Nestled in a quieter part of downtown Chicago is the Cuban cafe, Cafecito. Their pancakes are sweet and soft enough that you won’t even need syrup! Their menu also has a large sandwich selection, as well as vegan menu items, and Cuban coffee. Their sandwiches have ranked in Chicago magazines over the last few years, specifically their Cubano. We got lucky and made it in time for breakfast, so we ordered Rojo y Blanco pancakes with a guava glaze and white chocolate sauce, as well as the Abuelita pancakes with chocolate chips, cinnamon, churros, and chocolate sauce.
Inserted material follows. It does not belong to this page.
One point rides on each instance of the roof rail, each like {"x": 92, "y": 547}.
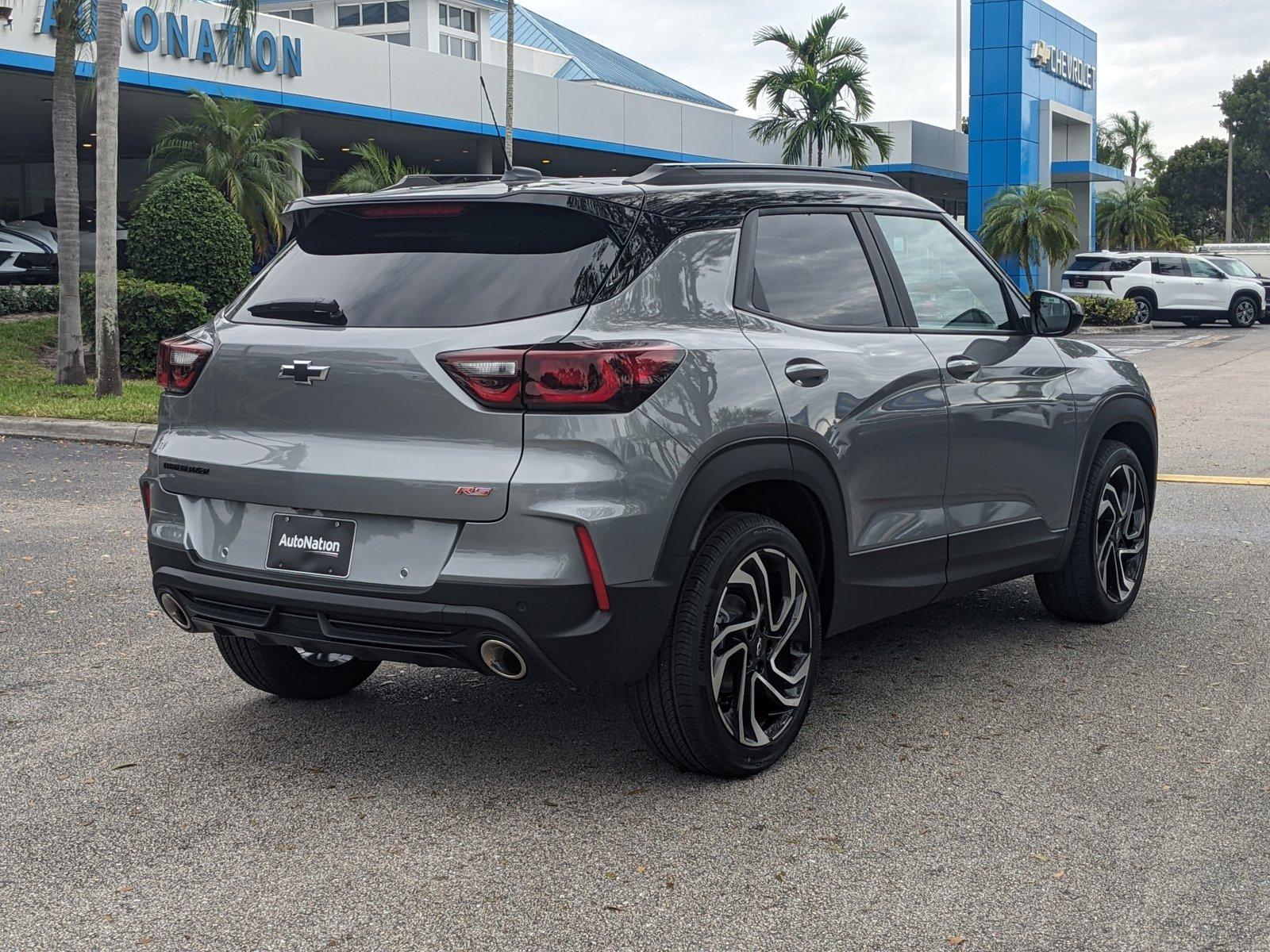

Of course, we couldn’t go without the classic café con leche as well.
One of two concepts by Chef Carlos Gaytán you can find in Chicago, Tzuco serves an array of dishes inspired by Chef Gaytán’s renewed understanding of his Mexican heritage fused with his expertise in French cuisine. He was actually the first Mexican chef to be awarded a Michelin Star, first in 2013, and again in 2014!
To start, we ordered the Pulpo Enamorado (Guajillo roasted octopus with salsa macha, pickled carrot, pea, potato, and tonnato aioli) and the Mushroom Cazuela (oysters with shiitake cremini mushrooms, salsa macha, goat cheese, and warmed corn tortillas). We finished with the Cochinita Pibil (Guerrero-style pork shank with a black bean purée, pickled red onion, and habanero salsa with a side of warm corn tortillas) and the dessert off the special’s menu: the Pumpkin (a realistic, mini pumpkin made with roasted pumpkin, dark chocolate, spices, and maple with Gruyère cheese ice cream).